Deep learning

This article describes what Databricks offers for training and fine-tuning deep learning models. Databricks Runtime for Machine Learning provides pre-built deep learning infrastructure and includes common deep learning libraries like Hugging Face transformers, PyTorch, TensorFlow, and Keras. It also has libraries like Petastorm, Hyperopt, and Horovod to easily scale common machine learning and deep learning steps. And includes pre-configured GPU support including drivers and libraries to accelerate model training and inference.

See Best practices for deep learning on Databricks.

Large language models (LLMs)

Databricks makes it simple to access and build off of publicly available large language models.

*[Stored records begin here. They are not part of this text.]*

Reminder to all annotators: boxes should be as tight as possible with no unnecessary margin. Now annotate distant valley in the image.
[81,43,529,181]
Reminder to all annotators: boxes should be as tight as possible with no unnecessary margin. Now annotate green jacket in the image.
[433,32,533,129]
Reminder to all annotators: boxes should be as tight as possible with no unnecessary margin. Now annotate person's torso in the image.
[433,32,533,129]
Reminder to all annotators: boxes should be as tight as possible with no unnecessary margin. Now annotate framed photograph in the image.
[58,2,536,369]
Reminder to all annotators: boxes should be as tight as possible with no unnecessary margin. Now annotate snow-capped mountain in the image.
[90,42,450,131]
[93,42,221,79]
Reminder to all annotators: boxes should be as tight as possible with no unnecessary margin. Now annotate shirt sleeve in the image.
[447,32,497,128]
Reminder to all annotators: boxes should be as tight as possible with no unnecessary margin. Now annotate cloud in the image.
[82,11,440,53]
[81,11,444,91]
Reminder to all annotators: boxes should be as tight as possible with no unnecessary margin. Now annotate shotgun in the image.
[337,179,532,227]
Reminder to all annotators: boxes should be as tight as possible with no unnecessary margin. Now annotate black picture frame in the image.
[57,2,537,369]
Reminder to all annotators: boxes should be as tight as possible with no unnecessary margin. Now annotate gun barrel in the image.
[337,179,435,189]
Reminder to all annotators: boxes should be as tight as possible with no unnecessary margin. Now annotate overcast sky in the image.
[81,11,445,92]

Databricks Runtime for Machine Learning includes libraries like Hugging Face Transformers that allow you to integrate existing pre-trained models or other open-source libraries into your workflow. From here, you can leverage Databricks platform capabilities to fine-tune LLMs using your own data for better domain performance.

In addition, Databricks offers built-in functionality for SQL users to access and experiment with LLMs like Azure OpenAI and OpenAI using the preview function ai_generate_text().

Hugging Face Transformers

With Hugging Face Transformers on Databricks you can scale out your natural language processing (NLP) batch applications and fine-tune models for large-language model applications.

The Hugging Face transformers library comes preinstalled on Databricks Runtime 10.4 LTS ML and above. Many of the popular NLP models work best on GPU hardware, so you might get the best performance using recent GPU hardware unless you use a model specifically optimized for use on CPUs.

ai_generate_text()

Preview

This feature is in Public Preview.

ai_generate_text() is a built-in SQL function that allows you to access large language models (LLMs) like Azure OpenAI and OpenAI and experiment with them on your company’s data from within your SQL interface.

This function is only available in public preview on Databricks SQL Pro or Serverless.

PyTorch

PyTorch is included in Databricks Runtime for Machine Learning and provides GPU accelerated tensor computation and high-level functionalities for building deep learning networks. You can perform single node training or distributed training with PyTorch on Databricks. See PyTorch.

Tensorflow

Databricks Runtime for Machine Learning includes TensorFlow and TensorBoard, so you can use these libraries without installing any packages. TensorFlow supports deep-learning and general numerical computations on CPUs, GPUs, and clusters of GPUs. TensorBoard provides visualization tools to help you debug and optimize machine learning and deep learning workflows. See TensorFlow for single node and distributed training examples.

Distributed training

Because deep learning models are data- and computation-intensive, distributed training can be important. For examples of distributed deep learning using integrations with Horovod, spark-tensorflow-distributor, and TorchDistributor, see Distributed training.